The Wall Street group has already signalled its intention to create hubs for its investment bank in Frankfurt and Paris to serve EU clients once the UK leaves the bloc in April 2019.
Goldman Sachs is also moving investment banking and sales people to the continent so that they will be closer to their clients, a practice that started before Brexit.
Dublin was once seen as a major destination for international banks looking for a new access point to the EU after Brexit, but Bank of America Merrill Lynch is the only major bank to have chosen the Irish capital as its new EU base.
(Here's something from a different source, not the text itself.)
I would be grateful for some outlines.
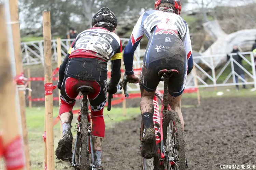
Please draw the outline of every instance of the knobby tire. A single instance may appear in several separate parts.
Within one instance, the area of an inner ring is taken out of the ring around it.
[[[177,149],[178,150],[179,161],[177,163],[179,170],[185,170],[185,142],[184,135],[182,130],[181,123],[180,120],[178,113],[174,110],[164,111],[163,123],[163,135],[164,145],[166,144],[166,137],[169,123],[171,121],[174,121],[175,127],[177,130],[176,136],[177,138],[178,144]],[[171,169],[168,169],[167,170]],[[176,170],[177,169],[174,169]]]
[[[87,139],[88,135],[88,120],[87,119],[88,114],[87,107],[87,101],[83,99],[83,105],[81,107],[82,117],[81,120],[81,134],[80,150],[80,151],[81,155],[80,158],[80,170],[87,170],[89,169],[89,164],[88,162],[89,154],[88,153]]]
Goldman Sachs and the Central Bank of Ireland (CBI) both declined to comment on the US bank’s asset management plans. The bank currently serves Ireland using the EU passport of its London business, and would probably need to update that after Brexit.
JPMorgan is expanding its Irish business after Brexit, and paid $137m for a new building in Dublin. However, its main legal entities - treasury services and its investment bank - will be in Luxembourg and Frankfurt respectively.
Barclays is also expanding its Dublin presence and insurers including Beazley and Chaucer have picked the city as their post-Brexit base.
Frankfurt remains the favourite of the investment banks and will be home to the new EU headquarters of Citigroup, Goldman Sachs, Nomura, UBS and Morgan Stanley. JPMorgan and Deutsche Bank are also expanding in the city.
But even Frankfurt and other European financial centres may not get the big job numbers they had been anticipating in the wake of the UK’s move to quit the EU. Germany’s financial capital once said it expected 10,000 new jobs to come to the city but research by the Financial Times recently found that London’s 15 biggest international banks will together move just 4,600 jobs away from the UK capital in the immediate aftermath of Brexit.
The CBI has been criticised by some in the financial services industry for a lack of help as they have looked to bring major parts of their investment banks to the Irish capital. That prompted Michael D’Arcy, the Irish minister responsible for financial services, to write to the country’s central bank to criticise its “unhelpful attitude” in dealing with Brexit-related investment.
The CBI has repeatedly defended its approach and said it was “operating to European norms”. But some have argued that the scars of the Irish financial crisis - when the country’s collapsing banks pushed Ireland into a €67.5bn EU-IMF bailout - have made the CBI reluctant to take on the risks of supervising big foreign banks.